Doctors at the Bombay Hospital on Saturday have finally initiated treatment of an eight-year-old girl who is suffering from the life-threatening condition of Acute Aplastic Anemia. So far, hundreds of Mumbaiites have raised Rs 2 lakh for her treatment, following a MiD DAY report on February 23.
Mid Day had reported about Rachita and how her father, a contract labourer, had run out of his life savings in an attempt to save his daughter.
Rachita Palsamkar, studying in the third grade, has been unable to go to school for over two months. She requires a minimum of Rs 6 lakh for the extremely expensive injections needed to save her. Her father Jairam Palsamkar had approached several trusts for help but is yet to receive any response from them.
However, on Saturday, an emotional Palsamkar told SMD that several individuals from across the city have approached the family and donated money for the child’s treatment after reading about her condition.

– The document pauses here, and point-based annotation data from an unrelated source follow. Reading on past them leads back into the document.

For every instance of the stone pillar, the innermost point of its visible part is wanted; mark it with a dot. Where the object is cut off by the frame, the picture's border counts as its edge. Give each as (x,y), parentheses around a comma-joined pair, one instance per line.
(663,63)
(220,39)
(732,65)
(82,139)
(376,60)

“The doctors have given us a minimum estimate of Rs 6 lakh as the total expense,” he said. When contacted, Dr Shraddha Thakkar, MD Paediatrics, Bombay hospital, who is treating Rachita, said, “The girl is suffering from a condition wherein there is a complete failure of bone marrow production. We have started her on ATG therapy which has a 70-80 per cent success rate in conditions of aplastic anemia.”
Dr Thakkar confirmed that the injections are very expensive and cost around Rs 9,000 each. The total cost of the injections would be over Rs 1 lakh. The rest of the therapy will cost an additional Rs 3 lakh at the least.
But now, Jairam sees a ray of hope. “Yesterday I was asked to bring 5 injections costing near Rs 50,000 and I have already spent over Rs 20,000 for her daily medication. I am really thankful to so many strangers, who, after reading or hearing about my daughter’s condition, visited the hospital and paid up at
Rachita’s condition was discovered a few months ago, when the Palsamkar’s took their daughter to a local doctor after she developed bluish patches all over her body. What the family believed to be mere rashes turned out to be a life-threatening ailment. After admitting their daughter to B J Wadia hospital for Children, they struggled to raise funds for her treatment. After a bone marrow histopathology test confirmed she was suffering from acute aplastic bone marrow, she was transferred to Bombay Hospital.